I vicoli, i panni stesi, è tutto impresso nella mia mente meglio di #GoogleMaps.
Quante volte ho fatto arrestare la carrozza d’improvviso pensando di averlo visto.
Bastavano dei capelli ondulati, o un barlume di pizzetto per farmi sobbalzare il cuore.
Mai, mai che fosse lui.
Pensate che con i miei corpetti strizzati e la mia speranza di vederlo fossi solo una ragazzina viziata? Perché, voi scegliendo con cura le foto da pubblicare non fate lo stesso?
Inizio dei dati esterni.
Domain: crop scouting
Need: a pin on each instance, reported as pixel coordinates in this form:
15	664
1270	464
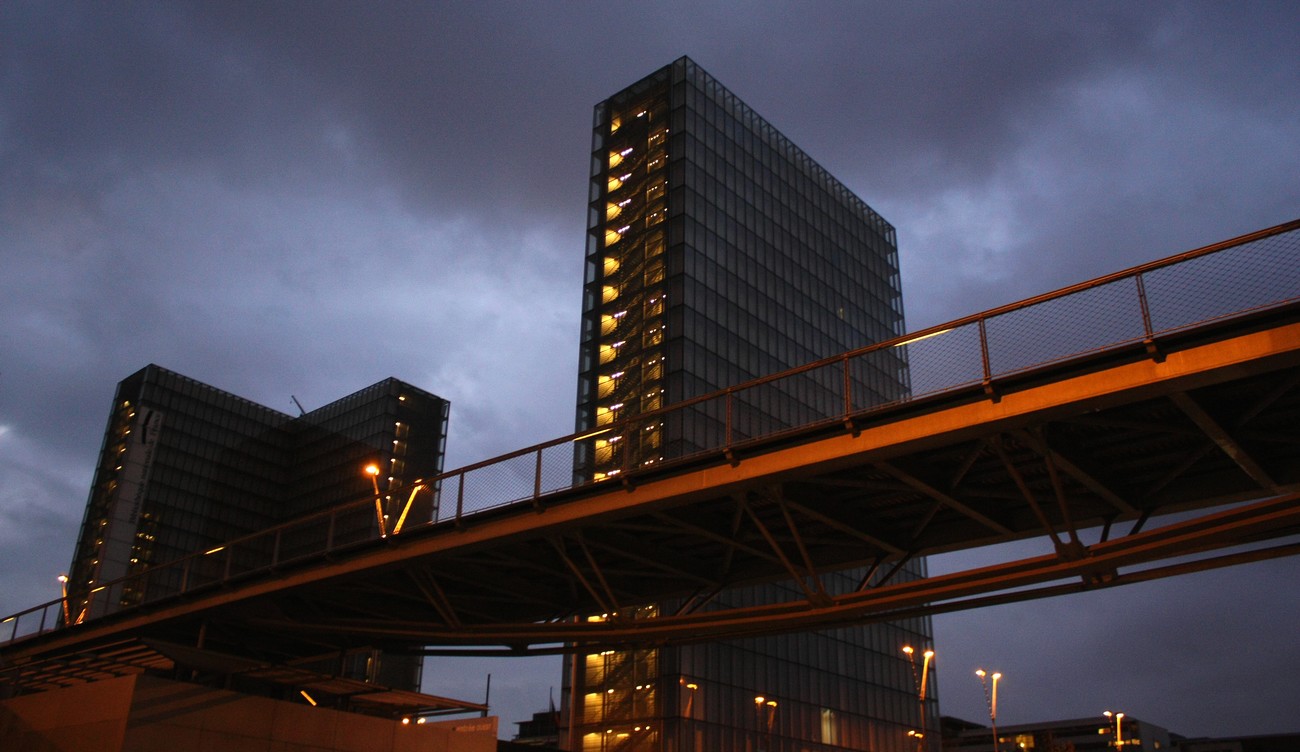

Le vostre bocche a cuoricino nei selfie non sono forse concessioni all’ego alla pari delle mie?
Scommetto che se mi tuffo nei vostri profili trovo decine di #duckface.
E poi ero innamorata, e anche se i tempi cambiano, i sentimenti restano uguali nei secoli.
Il giorno in cui finalmente lo incontrai era il 6 ottobre 1606. Era arrivata una nave di stoffe pregiate dall’oriente e avevo bisogno di ducati per acquistarne qualche rotolo. Al Banco di Sant’Eligio c’era anche quell’odioso di Nicolò Radolovich. Disponeva il pagamento per un tale Michelangelo Caravaggio che sarebbe passato in giornata.
Non poteva che essere stato il destino ad avermi portato lì, in quel momento.
Non mossi un passo, aspettando fin quasi alla chiusura del Banco.
Poi arrivò, facendomi mancare la terra sotto i piedi.
Anche se erano passate ore, era stata una delle attese più belle della mia vita.
Lo seguii dal banchiere e allungai lo sguardo sopra la sua spalla. La ricevuta del pagamento che stava incassando menzionava la pittura di una Madonna con Bambino in braccio.
Che bello sarebbe trovarsi in quel quadro, gli dissi.
Lui si girò sorpreso, squadrandomi da cima a piedi. Gli piacevo, non poteva essere altrimenti.
“Perché, hai mai posato?”.
A quel tempo fare da modella non era un mestiere onorevole, ma mentii. Certo.
Mi prese il mento tra le dita, controllando come luci e ombre mi cadessero sul viso.
“Vieni domani al mio studio, da sola”. Mi diede l’indirizzo e uscì.
Sarei stata la sua Madonna, ci pensate? Quella notte non chiusi occhio, passando in rassegna cosa mettere, come truccarmi, come sedurlo e farlo mio per sempre.
Scelsi un #WhiteTotalLook. Tutta in bianco, come una sposa. La sua.
Mi feci accompagnare davanti alla sua bottega e mandai via la carrozza.
Forse non sarei nemmeno più tornata a casa.
La porta di legno del laboratorio era chiusa. Bussai, ma non ci fu risposta. Bussai ancora. Nulla. Forse doveva ancora arrivate. Aspettai, aspettai e aspettai ancora. Bussando ogni volta più forte. Arrivò mezzogiorno, poi il pomeriggio, infine la sera. Di lui nessuna traccia.
Aveva avuto la peggio in un duello? Un incidente? Magari aveva dovuto lasciare la città di nascosto per qualche bravata delle sue? O forse? Sì, forse mi aveva solo preso in giro.